He leaves the game with his hands cupped over his nose.
“Are you going, or should I?” my husband asks.
“I’ll go,” I say.
By the time I follow my son into the boys’ bathroom, blood is everywhere. Spattered on the floor and sink like an abstract painting. Running down his hands and arms. It’s in his teeth, under his nails. He’s got two thin paper towels pressed to his nose, and they’re soaked.
But he can’t think about that because his mom just walked into the boys’ bathroom.
“Mom!” he hisses. “This is the boys’ bathroom!
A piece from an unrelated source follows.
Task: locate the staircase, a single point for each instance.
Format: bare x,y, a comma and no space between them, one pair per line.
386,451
There are urinals!”
As if a urinal would stop me.
“Let’s change those out,” I say.
The paper towels are so stiff, I feel like I’m handing him copy paper to stop his nose bleed. I switch out the towels twice, three times, four. The blood soaks through in seconds. So much blood. While he bends over the bloody sink and presses paper towels to his nose, I try to contain the spread of red. It’s all over his uniform, but by some miracle of cheap fabric, it wipes right off.
Two little boys open the bathroom door and step in, then quickly step out. The door closes.
“Mom!” he hisses. “You’re scaring little kids!”
The door opens again and the older of the two boys peeks inside.
“It’s okay,” I reassure him. “Just a mom here. Momming.”
“Come on in, buddy,” my son says. He glares at me in the mirror, but I pretend not to see.
The two boys step inside and sequester themselves in the one stall with a door.
An elderly man opens the door, then quickly closes it. In a moment, the door opens again and he steps tentatively inside.
“I didn’t know if I was in the right place,” he says.
“Oh yes,” I say. “We’ve got a nosebleed. I’m just momming here.”
“Oh my god,” my son moans.
The elderly man waits for the two boys to leave the stall. They run out of the bathroom without washing their hands.
A teenager comes inside and doesn’t even blink to see me standing there wiping blood off the floor. He walks right over to the urinal behind me and unzips his pants. I want to catch my son’s eye and share a giggle, but I know it will have to wait until later.
“This is so inappropriate,” my son mutters under his breath.
“He doesn’t seem to care,” I point out.
The teenager doesn’t wash his hands either.